I like this notion of conversation as the way to freedom. In effect, it is also a way to counteract social conservatism and neoliberal political economy, while neutralizing fake news and mendacity. However, I am not convinced that the postmodern versions of Being and conversation presented by Zabala point the way forward, and I would prefer to consider connections to critical realism rather than eschew all forms of realism.

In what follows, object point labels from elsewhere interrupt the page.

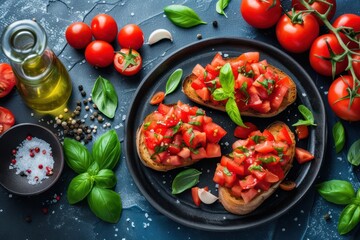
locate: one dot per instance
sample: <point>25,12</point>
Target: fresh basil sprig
<point>342,192</point>
<point>307,114</point>
<point>182,16</point>
<point>221,5</point>
<point>185,180</point>
<point>105,97</point>
<point>354,153</point>
<point>226,91</point>
<point>173,81</point>
<point>338,136</point>
<point>96,177</point>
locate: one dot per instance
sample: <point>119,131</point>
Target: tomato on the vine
<point>7,79</point>
<point>296,31</point>
<point>131,36</point>
<point>260,13</point>
<point>128,62</point>
<point>99,53</point>
<point>339,100</point>
<point>78,35</point>
<point>321,58</point>
<point>352,23</point>
<point>7,119</point>
<point>319,6</point>
<point>104,27</point>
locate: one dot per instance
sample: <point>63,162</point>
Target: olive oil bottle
<point>42,80</point>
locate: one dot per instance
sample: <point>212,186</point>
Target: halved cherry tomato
<point>7,79</point>
<point>128,62</point>
<point>7,119</point>
<point>302,131</point>
<point>303,155</point>
<point>157,98</point>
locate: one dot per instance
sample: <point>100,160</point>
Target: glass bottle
<point>42,80</point>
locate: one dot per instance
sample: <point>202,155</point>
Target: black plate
<point>156,186</point>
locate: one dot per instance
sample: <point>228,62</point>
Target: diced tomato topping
<point>302,155</point>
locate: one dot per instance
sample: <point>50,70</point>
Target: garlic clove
<point>159,34</point>
<point>206,197</point>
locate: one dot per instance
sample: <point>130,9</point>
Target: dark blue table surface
<point>139,219</point>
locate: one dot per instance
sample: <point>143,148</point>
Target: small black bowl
<point>10,140</point>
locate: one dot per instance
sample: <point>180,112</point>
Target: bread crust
<point>237,205</point>
<point>289,98</point>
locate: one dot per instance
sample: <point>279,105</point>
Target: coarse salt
<point>33,159</point>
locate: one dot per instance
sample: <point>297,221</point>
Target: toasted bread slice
<point>237,205</point>
<point>289,98</point>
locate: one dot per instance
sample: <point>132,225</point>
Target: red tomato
<point>7,79</point>
<point>131,36</point>
<point>296,34</point>
<point>259,13</point>
<point>128,62</point>
<point>99,53</point>
<point>104,27</point>
<point>78,35</point>
<point>243,132</point>
<point>340,105</point>
<point>319,6</point>
<point>352,21</point>
<point>302,131</point>
<point>319,52</point>
<point>157,98</point>
<point>303,155</point>
<point>7,119</point>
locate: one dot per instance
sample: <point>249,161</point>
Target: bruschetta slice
<point>176,136</point>
<point>260,89</point>
<point>255,168</point>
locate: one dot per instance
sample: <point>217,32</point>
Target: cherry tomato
<point>319,6</point>
<point>131,36</point>
<point>243,132</point>
<point>7,119</point>
<point>78,35</point>
<point>99,53</point>
<point>356,64</point>
<point>260,13</point>
<point>104,27</point>
<point>337,91</point>
<point>157,98</point>
<point>128,62</point>
<point>296,34</point>
<point>7,79</point>
<point>352,21</point>
<point>302,131</point>
<point>319,55</point>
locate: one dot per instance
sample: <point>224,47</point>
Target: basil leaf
<point>219,94</point>
<point>107,150</point>
<point>185,180</point>
<point>105,97</point>
<point>79,188</point>
<point>354,153</point>
<point>349,218</point>
<point>336,191</point>
<point>221,5</point>
<point>233,111</point>
<point>173,81</point>
<point>227,79</point>
<point>182,16</point>
<point>105,204</point>
<point>339,136</point>
<point>105,178</point>
<point>77,156</point>
<point>307,114</point>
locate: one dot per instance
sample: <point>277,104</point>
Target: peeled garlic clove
<point>159,34</point>
<point>206,197</point>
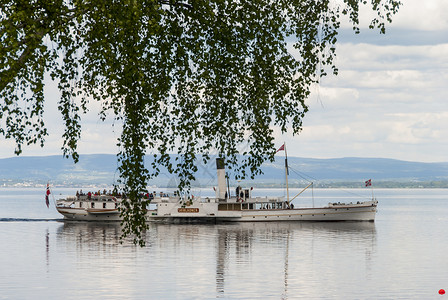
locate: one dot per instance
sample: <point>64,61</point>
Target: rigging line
<point>305,177</point>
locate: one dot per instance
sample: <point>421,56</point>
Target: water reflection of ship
<point>87,234</point>
<point>241,239</point>
<point>238,246</point>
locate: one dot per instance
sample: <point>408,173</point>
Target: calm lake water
<point>403,255</point>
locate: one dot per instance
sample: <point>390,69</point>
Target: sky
<point>389,100</point>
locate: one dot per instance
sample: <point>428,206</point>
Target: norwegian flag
<point>47,201</point>
<point>282,148</point>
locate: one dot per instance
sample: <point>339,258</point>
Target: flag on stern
<point>47,201</point>
<point>282,148</point>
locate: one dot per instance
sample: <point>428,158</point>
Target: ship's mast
<point>286,173</point>
<point>221,172</point>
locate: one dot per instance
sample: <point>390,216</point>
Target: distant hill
<point>100,169</point>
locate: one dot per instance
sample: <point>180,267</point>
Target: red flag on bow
<point>47,201</point>
<point>282,148</point>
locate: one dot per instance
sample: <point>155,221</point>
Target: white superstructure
<point>241,207</point>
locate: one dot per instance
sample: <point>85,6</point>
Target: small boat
<point>224,207</point>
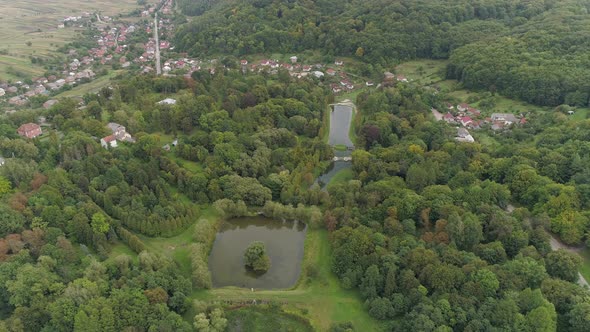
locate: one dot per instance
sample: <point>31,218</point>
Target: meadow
<point>30,28</point>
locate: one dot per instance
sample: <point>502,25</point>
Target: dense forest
<point>532,50</point>
<point>430,233</point>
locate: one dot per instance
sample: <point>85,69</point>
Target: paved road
<point>157,38</point>
<point>556,245</point>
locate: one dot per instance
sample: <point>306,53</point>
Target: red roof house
<point>29,130</point>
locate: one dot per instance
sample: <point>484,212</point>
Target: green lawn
<point>343,176</point>
<point>580,114</point>
<point>120,248</point>
<point>319,299</point>
<point>192,166</point>
<point>424,71</point>
<point>29,28</point>
<point>257,319</point>
<point>90,87</point>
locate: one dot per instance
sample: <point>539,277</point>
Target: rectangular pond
<point>284,241</point>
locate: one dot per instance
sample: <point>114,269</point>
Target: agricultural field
<point>30,28</point>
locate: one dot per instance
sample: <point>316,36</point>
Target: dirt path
<point>556,244</point>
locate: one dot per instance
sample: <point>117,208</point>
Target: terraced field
<point>29,28</point>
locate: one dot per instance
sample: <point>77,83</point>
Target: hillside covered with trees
<point>426,234</point>
<point>532,50</point>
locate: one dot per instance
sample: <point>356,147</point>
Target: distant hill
<point>534,50</point>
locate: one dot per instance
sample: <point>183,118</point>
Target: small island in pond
<point>256,259</point>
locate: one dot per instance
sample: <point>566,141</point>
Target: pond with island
<point>340,121</point>
<point>284,241</point>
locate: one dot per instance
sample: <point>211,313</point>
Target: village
<point>111,49</point>
<point>465,117</point>
<point>135,46</point>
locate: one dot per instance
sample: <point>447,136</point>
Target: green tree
<point>255,257</point>
<point>99,223</point>
<point>563,264</point>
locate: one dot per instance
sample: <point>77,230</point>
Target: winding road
<point>556,245</point>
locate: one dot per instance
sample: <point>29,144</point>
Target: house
<point>473,111</point>
<point>120,133</point>
<point>466,120</point>
<point>449,118</point>
<point>108,142</point>
<point>463,107</point>
<point>29,130</point>
<point>167,101</point>
<point>464,136</point>
<point>505,118</point>
<point>49,103</point>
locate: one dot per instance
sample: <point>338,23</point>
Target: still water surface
<point>284,242</point>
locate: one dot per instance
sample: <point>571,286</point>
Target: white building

I align with Nancy Fraser, who argues against what she calls “progressive neoliberalism,” which has emerged from the institutional Left’s embrace of recognition politics as it has moved away from redistribution politics. Fraser sees this form of neoliberalism as perhaps the biggest obstacle at present to a genuinely left politics in the United States and elsewhere. Zabala adopts Fraser’s thesis, despite the fact that she distinguishes objective (i.e. real) structures that must be addressed and transformed if we are to liberate ourselves from global capitalism. There is an objective “crisis complex,” comprising “ecological, economic, and social” elements, and a “subjective counterpart” that is the response to this crisis complex. Crucially, without a viable solution to the “underlying objective problems,” no subjective response, “however apparently compelling,” can possibly sustain itself to “secure a durable counterhegemony.”

The question that remains in my mind is if conversation—for Fraser, a subjective response—can ever lead to profound political economic and social transformation if it never rubs shoulders with the “larger crisis complex,” i.e. the real. Zabala declines to seek strategic theoretical solutions to objective problems because, among other things, in anarchic hermeneutics, the objective (real) does not exist.


David Block is the ICREA Research Professor in Sociolinguistics in the Departament d’Humanitats at the Universitat Pompeu Fabra.